Wide receiver is the most crucial position on the field for the Buckeyes. Their troubles from last season and the spring are well documented. It’s opened up a hole – literally – that Thomas is attempting to fill. An impressive spring culminated with a 12-catch performance in the spring game.
Thomas said he went out relaxed and just played. That’s easier said than done once the season starts and he has his ‘Welcome to college football’ moment. Still, he isn’t backing down from any challenge.
“A lot of us came here to play,” Thomas said “We didn’t come here to sit back and watch.”
The guy throwing them the ball is also an underclassman. Braxton Miller will need to play like a veteran and a leader if he hopes to build on his 10 starts as a true freshman a season ago. It was a rocky year for Miller, who was at the helm of Ohio State’s four consecutive losses to end of the season.
Spence and fellow freshman Adolphus Washington have received praise since the outset of camp. Meyer even gave an “Oh, my” when speaking about Washington on Sunday.
The duo won’t be starting anytime soon, unless a major event transpires. But depth is a good problem to have. Meyer calls the Ohio State defensive line SEC-esque. The return of Nathan Williams will provide a boost, but Spence and Washington will receive playing time.
“I knew they had a lot of natural ability this summer, and they’re strong and fast, but it’s hard to transition to college football,” sophomore defensive lineman Michael Bennett said. “They’ve done a great job so far and you can tell they’re going to help us out on that field.”
At media day Sunday, there was yet another freshman that Meyer singled out on defense. He called linebacker David Perkins’ play in Saturday’s scrimmage “great” and described him as a “fly and hit someone guy.” Perkins, Meyer said, will play this fall because he’s too good at the things Meyer likes. He joins Jamal Marcus as the freshmen linebackers the coaching staff has raved about the first week of camp.
“We have a lot of (freshmen) here that all work hard,” Perkins said. “Before any of us got here we were training to be good and come on campus and make an impression. But when we got here and actually strapped up and laced up, I don’t think any of us expected to play the way we do.
“We all train to play well, but you can’t imagine playing as well as we’ve been playing. We still have stuff we need to work on, but we’re high competition and high effort guys. That’s what sets us apart. We come in here and compete.”
Position coach Luke Fickell describes it as the ‘it’ factor. The coaches want to seek out the guys that have that quality and desire to be great.

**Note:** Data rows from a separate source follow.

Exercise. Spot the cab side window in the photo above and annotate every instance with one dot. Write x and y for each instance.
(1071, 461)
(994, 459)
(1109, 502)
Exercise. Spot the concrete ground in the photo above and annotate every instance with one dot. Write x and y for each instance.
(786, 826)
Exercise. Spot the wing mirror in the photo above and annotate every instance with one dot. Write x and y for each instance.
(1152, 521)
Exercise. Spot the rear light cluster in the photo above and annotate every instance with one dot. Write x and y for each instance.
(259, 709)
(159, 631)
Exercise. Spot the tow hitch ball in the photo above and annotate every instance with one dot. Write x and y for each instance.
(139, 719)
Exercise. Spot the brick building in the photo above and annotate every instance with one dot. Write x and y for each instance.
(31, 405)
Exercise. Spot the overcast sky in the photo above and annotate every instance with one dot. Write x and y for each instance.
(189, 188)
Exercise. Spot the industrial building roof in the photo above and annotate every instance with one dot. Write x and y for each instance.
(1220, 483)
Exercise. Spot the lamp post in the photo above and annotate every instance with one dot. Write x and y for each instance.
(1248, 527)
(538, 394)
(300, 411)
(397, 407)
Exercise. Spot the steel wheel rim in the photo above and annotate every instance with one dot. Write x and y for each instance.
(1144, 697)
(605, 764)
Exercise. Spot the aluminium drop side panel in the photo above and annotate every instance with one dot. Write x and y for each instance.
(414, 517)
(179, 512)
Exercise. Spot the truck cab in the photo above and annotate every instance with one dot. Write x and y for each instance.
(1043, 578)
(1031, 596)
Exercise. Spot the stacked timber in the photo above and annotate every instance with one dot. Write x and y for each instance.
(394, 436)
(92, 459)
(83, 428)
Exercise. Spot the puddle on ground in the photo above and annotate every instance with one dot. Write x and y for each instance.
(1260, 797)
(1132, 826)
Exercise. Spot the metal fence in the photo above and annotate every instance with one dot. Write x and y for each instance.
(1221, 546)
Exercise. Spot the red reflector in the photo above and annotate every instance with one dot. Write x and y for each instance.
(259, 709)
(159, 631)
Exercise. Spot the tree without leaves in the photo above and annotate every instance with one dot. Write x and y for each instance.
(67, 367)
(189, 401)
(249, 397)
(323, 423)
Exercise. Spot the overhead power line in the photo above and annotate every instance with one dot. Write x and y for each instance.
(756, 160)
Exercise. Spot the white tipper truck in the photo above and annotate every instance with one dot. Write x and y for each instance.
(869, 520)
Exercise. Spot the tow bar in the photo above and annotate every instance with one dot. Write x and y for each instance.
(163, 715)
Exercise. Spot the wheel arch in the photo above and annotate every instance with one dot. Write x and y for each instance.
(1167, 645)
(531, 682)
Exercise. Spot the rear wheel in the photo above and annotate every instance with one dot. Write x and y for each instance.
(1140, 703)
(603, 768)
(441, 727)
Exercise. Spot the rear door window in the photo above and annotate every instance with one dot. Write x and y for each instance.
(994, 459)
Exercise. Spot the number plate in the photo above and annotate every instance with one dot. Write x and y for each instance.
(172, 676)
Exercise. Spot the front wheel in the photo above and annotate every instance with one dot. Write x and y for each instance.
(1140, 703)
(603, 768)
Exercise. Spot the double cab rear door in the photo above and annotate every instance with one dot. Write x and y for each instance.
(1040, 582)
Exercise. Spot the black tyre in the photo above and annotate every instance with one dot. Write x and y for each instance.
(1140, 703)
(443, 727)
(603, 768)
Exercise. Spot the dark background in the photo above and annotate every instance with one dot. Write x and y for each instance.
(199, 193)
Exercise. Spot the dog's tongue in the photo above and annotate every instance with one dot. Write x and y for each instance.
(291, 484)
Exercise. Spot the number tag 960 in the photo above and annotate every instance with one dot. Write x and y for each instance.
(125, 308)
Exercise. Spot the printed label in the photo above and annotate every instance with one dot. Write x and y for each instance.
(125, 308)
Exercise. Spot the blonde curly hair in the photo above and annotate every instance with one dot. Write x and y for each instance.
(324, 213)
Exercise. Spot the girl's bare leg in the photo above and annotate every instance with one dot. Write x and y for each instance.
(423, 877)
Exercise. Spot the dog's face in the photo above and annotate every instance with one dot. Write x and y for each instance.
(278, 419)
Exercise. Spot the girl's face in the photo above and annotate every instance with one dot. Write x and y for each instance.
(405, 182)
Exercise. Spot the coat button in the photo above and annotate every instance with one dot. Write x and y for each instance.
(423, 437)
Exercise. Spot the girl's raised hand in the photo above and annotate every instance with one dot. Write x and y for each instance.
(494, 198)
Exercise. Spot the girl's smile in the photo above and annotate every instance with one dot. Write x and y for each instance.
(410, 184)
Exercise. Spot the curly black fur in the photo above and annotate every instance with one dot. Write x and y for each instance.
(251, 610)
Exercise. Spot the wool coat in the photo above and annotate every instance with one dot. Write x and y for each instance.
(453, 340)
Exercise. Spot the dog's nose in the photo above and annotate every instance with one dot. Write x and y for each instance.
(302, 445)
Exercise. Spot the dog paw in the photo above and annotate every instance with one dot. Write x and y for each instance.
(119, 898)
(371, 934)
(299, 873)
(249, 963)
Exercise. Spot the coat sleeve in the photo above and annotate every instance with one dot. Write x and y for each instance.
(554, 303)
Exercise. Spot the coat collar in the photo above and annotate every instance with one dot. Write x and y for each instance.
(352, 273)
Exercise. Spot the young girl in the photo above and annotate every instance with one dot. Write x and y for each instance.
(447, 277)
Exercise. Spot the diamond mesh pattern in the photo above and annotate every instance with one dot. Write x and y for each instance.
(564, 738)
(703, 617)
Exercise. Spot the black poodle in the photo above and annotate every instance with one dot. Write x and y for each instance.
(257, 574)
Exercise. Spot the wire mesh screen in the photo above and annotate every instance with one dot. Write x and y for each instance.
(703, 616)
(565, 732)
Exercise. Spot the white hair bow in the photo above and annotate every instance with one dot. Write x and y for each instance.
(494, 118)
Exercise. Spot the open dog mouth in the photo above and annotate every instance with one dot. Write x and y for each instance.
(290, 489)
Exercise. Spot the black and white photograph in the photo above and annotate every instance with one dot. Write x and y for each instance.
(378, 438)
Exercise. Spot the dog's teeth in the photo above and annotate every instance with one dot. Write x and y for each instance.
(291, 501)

“Hey, they don't know exactly what they're doing, but those are the guys you really have to concentrate on and give them some opportunities,” Fickell said.
Unlike the offensive freshmen who must immediately be able to recall even the minutest details of the spread offense, the defensive rookies still don’t have every element of their playbook memorized. At this point, though, it’s not something that is upsetting to the coaches. The sheer energy and physicality displayed on the field is good enough.
"With some of the young faces, we don't ask them to get involved with a whole lot of deep thinking," Meyer said. “There's a kid named Jamal Marcus; he doesn't know which way up is right now, but he knows how to get from Point A to Point B, and he'll run over anything in his way to get to Point B. There's a good chance we'll find a way to get him on the field.
"I'm looking right now for more of the physical, relentless effort. You can't learn the whole defense right now. It will have to be bits and pieces, and we're not going to waste time with guys that aren't going to play. So we have to identify the Point A to Point B people right now."
And with that, a stripe will be removed.